Movie Review: The Birth of a Nation R | 120 min Director: Nate Parker Stars: Nate Parker, Armie Hammer, Penelope Ann Miller by Jason Koenigsberg Nate Parker’s The Birth of a Nation, […]
Movie Review: The Birth of a Nation
R | 120 min
Director: Nate Parker
Stars: Nate Parker, Armie Hammer, Penelope Ann Miller
by Jason Koenigsberg
Nate Parker’s The Birth of a Nation, not to be confused with the controversial D.W. Griffith 1915 silent classic of the same name, opens up with a quote from Thomas Jefferson about justice. This film is just piling on the irony, with a title of the most blatantly racist American movie and then a quote from the US President that loved slavery and owned more slaves than any other founding father. It seems that writer/director/producer/star Nate Parker is trying to take the title ‘The Birth of a Nation’ back and make it his own and not the infamy that name stands for in cinema. Unfortunately, his The Birth of a Nation is not quite as powerful and groundbreaking as he may have hoped.
This film does not provide the insight about Nat Turner who famously led a slave rebellion in Virginia in 1831 that it should have other than putting a human face to the name we have only seen portraits of. Sadly, we learn very little more about Nat Turner than you would from a history textbook. The Birth of a Nation is just the standard Hollywood biopic treatment given to Nat Turner. It has all the elements of recent biography movies with the sense of self importance, schmaltzy romance, and a forgettable orchestral score accompanied by the usual chants and wailing vocals.
We first meet our hero Nat Turner as a child running at night and coming across slaves participating in an African tribal ritual where they tell him that he will grow up to be a prophet. Obviously the beliefs of his ancestors are meant to sharply contrast the Christian Bible that Nat Turner learns to read and preaches from and eventually he reverts back to his African roots before leading a revolt and murdering white slave masters and their families.
We see Nat Turner as a boy and friends with his owners son, who eventually grows up to be Armie Hammer and his relationship with adult Nat Turner is more collegial than many other masters and their slaves we encounter. However, even the nicest white people in this film still acknowledge blacks as subhuman and property as Penelope Ann Miller’s benevolent character states that there are “some things they cannot understand that white people can”. Eventually Nat Turner grows into a man who cannot bear to watch any more violence, sexual assaults or cruelty rained down on his people by their masters.
Throughout the film we get images of cotton in various forms, none as powerful as the blood splattered on the cotton fields in a single shot from Django Unchained (2012), but it serves its purpose to remind the audience that this cotton cost millions of people their freedom for generations. The sets, costumes and cinematography are all stellar and capture the feel of Virginia during the antebellum period.
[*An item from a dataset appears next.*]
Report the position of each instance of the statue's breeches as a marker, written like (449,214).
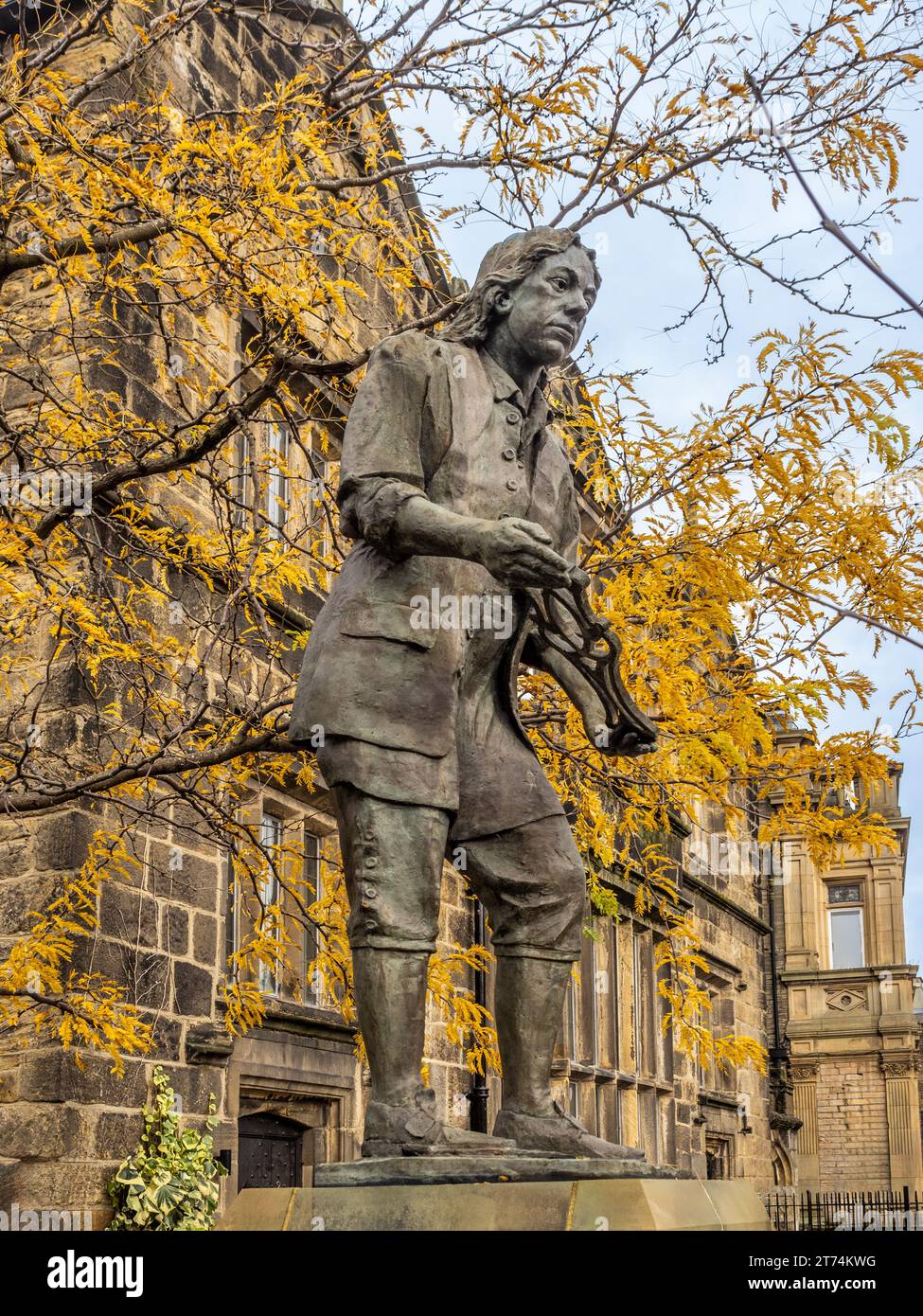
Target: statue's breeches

However the script was so heavy handed and preachy that every line of dialogue seemed like it had a purpose. Although that may work well in some movies, here it just reinforced that this film is based on a true story and it did not feel as realistic as it should have. As a result of the poor screenplay the acting was oddly unnatural. So much so that it is difficult to be swept up in this movie the way other powerful historical epics can. The Birth of a Nation feels like you are watching a movie the whole time and that is a real shame.
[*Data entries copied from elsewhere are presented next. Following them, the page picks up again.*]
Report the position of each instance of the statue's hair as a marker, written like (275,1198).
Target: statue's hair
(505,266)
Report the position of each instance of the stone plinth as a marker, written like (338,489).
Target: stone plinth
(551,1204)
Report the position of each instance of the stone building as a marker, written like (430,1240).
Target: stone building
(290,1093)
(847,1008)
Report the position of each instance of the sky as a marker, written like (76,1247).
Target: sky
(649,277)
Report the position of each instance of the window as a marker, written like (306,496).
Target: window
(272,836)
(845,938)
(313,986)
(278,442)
The life of Nat Turner and his legacy is a great narrative and it is hard to make a mediocre movie about this story yet Nate Parker’s The Birth of a Nation achieves exactly that. Maybe as his first feature film Parker bit off more than he could chew as the writer/director/producer/star of a historical drama about a slave rebellion. The Birth of a Nation would have been better serviced by a more experienced writer and director.
That is not to say The Birth of a Nation is not without its admirable qualities. Parker used the camera very well to convey emotions and the acting would have been less forced if changes were made at the screenplay level. What we ended up with is a poor man’s Braveheart (1995). Mel Gibson was smart enough to direct a feature film before tackling his historical Oscar Winning epic. Nate Parker showed great potential as a director especially with the films closing shot which is so powerful it is almost worth the price of admission. Although The Birth of a Nation ends strong the majority of the two hours the audience will be fully aware that they are sitting in a theater, watching actors, in a movie, from a shoddy screenplay.
In no way is this review or star rating influenced by any rape allegations against the director/star Nate Parker. I am not influenced by his personal trials and tribulations as I have constantly defended Roman Polanski and Woody Allen. They may be flawed people that have done terrible things, but they are undeniably great filmmakers. I am separating the man from the artist and that has no impact on my critique of The Birth of a Nation. Instead of seeing that, stay home and check out the vastly superior 2013 Best Picture Winner 12 Years a Slave.